Size of the ﬁnished piece of beadwork: 3 x 3 x 2.5 cm / 1.18 x 1.18 x 1 inch.
Buying this tutorial enables you to ﬁnish the jewel for personal use and also to sell the ﬁnished product.
KEEP IN MIND!
The diagrams and written instructions are clear and easy to follow, but remember, that you are always only a mail away from me if you need more help or have problem with finding the right material.
The name of this design – “Tarak” – comes from the Hindi word “taara”, in the beautiful original writing “तारा” and it means “star”.
On a month-long journey in 2011 to India we visited Rajahstan: the land of Maharajas and Maharanis, with fortresses and palaces straight from the tales of One Thousand and One Nights.
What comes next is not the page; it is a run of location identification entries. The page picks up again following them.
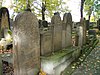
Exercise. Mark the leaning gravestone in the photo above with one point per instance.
(26, 44)
(57, 32)
(67, 30)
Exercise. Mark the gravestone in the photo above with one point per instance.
(80, 36)
(83, 24)
(57, 32)
(26, 44)
(87, 25)
(98, 24)
(46, 42)
(4, 22)
(67, 30)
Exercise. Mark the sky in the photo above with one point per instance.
(74, 6)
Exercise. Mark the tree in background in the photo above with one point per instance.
(51, 6)
(92, 7)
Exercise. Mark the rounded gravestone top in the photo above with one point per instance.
(67, 18)
(56, 19)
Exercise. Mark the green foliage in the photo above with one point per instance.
(92, 6)
(36, 6)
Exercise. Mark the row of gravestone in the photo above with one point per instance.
(58, 36)
(29, 41)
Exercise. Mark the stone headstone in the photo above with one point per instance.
(46, 42)
(67, 30)
(83, 24)
(98, 24)
(26, 44)
(57, 32)
(80, 36)
(87, 24)
(92, 32)
(4, 22)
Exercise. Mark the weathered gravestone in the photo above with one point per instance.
(4, 22)
(80, 36)
(26, 44)
(67, 30)
(98, 24)
(46, 42)
(57, 32)
(83, 24)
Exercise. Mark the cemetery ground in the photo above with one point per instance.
(86, 64)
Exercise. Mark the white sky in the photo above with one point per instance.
(74, 6)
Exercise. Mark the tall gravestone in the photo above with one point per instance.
(83, 24)
(98, 23)
(26, 44)
(67, 30)
(46, 42)
(57, 32)
(80, 36)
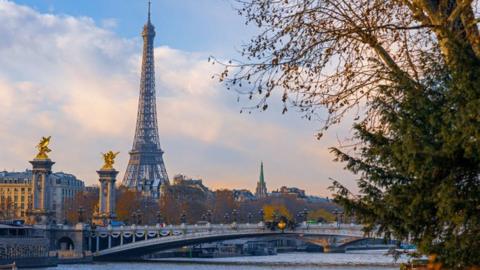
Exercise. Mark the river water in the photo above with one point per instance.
(298, 261)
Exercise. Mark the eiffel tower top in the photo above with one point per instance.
(148, 28)
(146, 169)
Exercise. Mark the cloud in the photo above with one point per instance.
(77, 81)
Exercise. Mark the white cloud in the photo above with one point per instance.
(70, 78)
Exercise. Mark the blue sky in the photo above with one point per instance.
(191, 25)
(70, 69)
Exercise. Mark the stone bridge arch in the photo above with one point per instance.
(65, 243)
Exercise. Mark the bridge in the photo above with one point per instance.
(127, 242)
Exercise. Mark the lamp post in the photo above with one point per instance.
(249, 217)
(305, 215)
(80, 214)
(227, 218)
(260, 213)
(209, 216)
(139, 217)
(159, 217)
(183, 218)
(234, 215)
(336, 212)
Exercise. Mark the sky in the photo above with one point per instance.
(71, 69)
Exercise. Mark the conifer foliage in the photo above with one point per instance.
(411, 68)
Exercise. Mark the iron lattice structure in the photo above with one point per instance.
(146, 169)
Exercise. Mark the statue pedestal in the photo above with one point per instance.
(106, 204)
(41, 201)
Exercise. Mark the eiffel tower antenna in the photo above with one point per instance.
(146, 171)
(149, 6)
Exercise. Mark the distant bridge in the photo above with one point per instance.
(114, 243)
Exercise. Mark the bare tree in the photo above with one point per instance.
(334, 55)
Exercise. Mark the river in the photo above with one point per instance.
(298, 261)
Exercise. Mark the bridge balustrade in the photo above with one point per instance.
(103, 238)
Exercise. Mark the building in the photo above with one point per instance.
(291, 191)
(183, 180)
(243, 195)
(261, 190)
(146, 170)
(16, 192)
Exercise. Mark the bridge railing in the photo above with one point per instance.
(132, 235)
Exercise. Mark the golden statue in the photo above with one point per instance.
(109, 159)
(43, 148)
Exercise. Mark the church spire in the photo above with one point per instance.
(261, 191)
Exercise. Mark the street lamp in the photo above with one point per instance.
(249, 217)
(183, 218)
(227, 218)
(305, 214)
(336, 212)
(260, 213)
(234, 215)
(209, 216)
(159, 217)
(139, 217)
(80, 214)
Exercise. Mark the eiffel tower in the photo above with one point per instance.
(146, 170)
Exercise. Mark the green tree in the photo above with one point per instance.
(415, 67)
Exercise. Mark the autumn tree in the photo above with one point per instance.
(133, 207)
(224, 203)
(410, 73)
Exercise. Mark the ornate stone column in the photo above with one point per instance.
(106, 204)
(41, 211)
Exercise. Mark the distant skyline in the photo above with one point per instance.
(71, 69)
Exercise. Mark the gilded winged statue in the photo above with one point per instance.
(43, 148)
(109, 159)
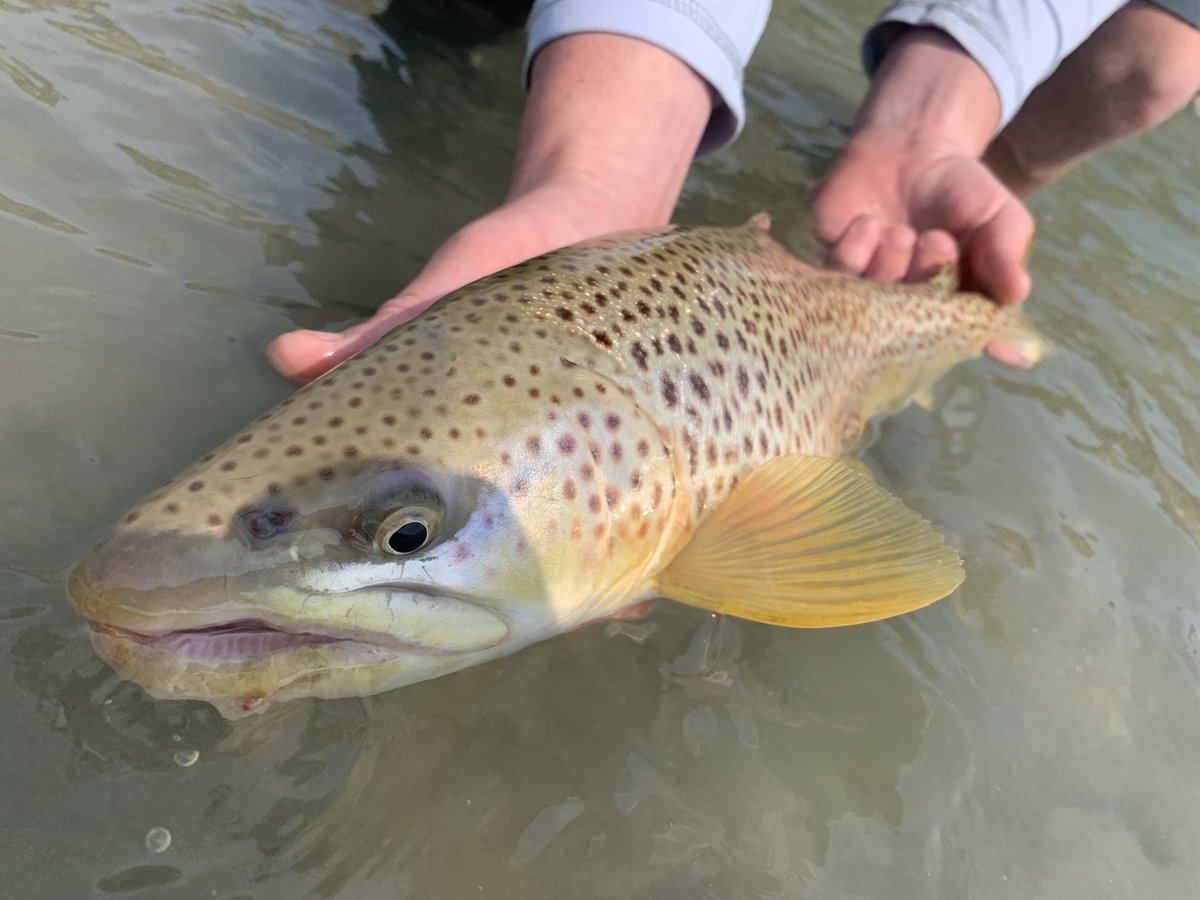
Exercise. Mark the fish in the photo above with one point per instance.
(665, 413)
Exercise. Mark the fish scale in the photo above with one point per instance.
(571, 433)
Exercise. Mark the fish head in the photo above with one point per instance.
(343, 546)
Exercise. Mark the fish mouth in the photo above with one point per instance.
(237, 640)
(426, 623)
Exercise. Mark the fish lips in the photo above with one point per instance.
(418, 621)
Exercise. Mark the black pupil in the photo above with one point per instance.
(408, 537)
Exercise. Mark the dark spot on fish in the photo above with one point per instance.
(670, 395)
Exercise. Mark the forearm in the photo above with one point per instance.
(615, 117)
(930, 90)
(1017, 42)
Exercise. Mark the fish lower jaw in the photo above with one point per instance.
(247, 640)
(243, 639)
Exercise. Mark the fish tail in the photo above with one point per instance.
(1015, 341)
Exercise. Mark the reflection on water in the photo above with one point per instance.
(183, 181)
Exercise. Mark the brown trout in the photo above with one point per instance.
(653, 414)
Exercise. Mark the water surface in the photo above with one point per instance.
(184, 180)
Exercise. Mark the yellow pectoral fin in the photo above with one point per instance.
(810, 543)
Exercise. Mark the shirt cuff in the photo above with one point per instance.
(697, 40)
(981, 43)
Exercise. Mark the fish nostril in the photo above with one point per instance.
(265, 522)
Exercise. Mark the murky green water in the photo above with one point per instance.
(181, 181)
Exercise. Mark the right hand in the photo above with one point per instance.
(607, 136)
(545, 219)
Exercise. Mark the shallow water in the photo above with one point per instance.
(181, 181)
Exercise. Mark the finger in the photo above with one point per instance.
(893, 255)
(300, 357)
(856, 247)
(996, 252)
(935, 249)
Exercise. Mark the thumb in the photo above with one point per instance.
(996, 253)
(300, 357)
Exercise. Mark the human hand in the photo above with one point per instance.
(537, 222)
(909, 193)
(895, 210)
(610, 130)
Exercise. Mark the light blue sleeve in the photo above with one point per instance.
(715, 37)
(1018, 42)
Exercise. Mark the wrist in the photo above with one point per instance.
(929, 90)
(612, 120)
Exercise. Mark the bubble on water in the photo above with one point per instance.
(186, 757)
(157, 840)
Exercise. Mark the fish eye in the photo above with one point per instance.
(267, 522)
(406, 532)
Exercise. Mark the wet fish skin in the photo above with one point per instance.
(563, 431)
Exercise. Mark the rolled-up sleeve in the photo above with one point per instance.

The hillside stronghold of Taragarh or Star Fort in the little village of Bundi is deﬁnitely among the most interesting one.
It was constructed in 1354, but nowadays most of it together with its three entrance gateways, is in ruins. During its golden age tunnels were crisscrossing the entire hillside, but are now inaccessible. The fortress itself is still open to visitors, however, its huge water reservoirs are now full of opalic, dirty water and are infested by snakes.
The rooms of the citadel provide home to numerous monkeys, which have no respect for the proud walls reminding us of the long gone, victorious years. The Taragarh could easily be used as background to Rudyard Kipling’s Jungle Book, and only the most determinated travelers dare to enter. During daytime there are travelers wandering around the halls, but all of them return to the village before sunset.
The old fortress is left to the nature to finally overtake the unclimbable bastions.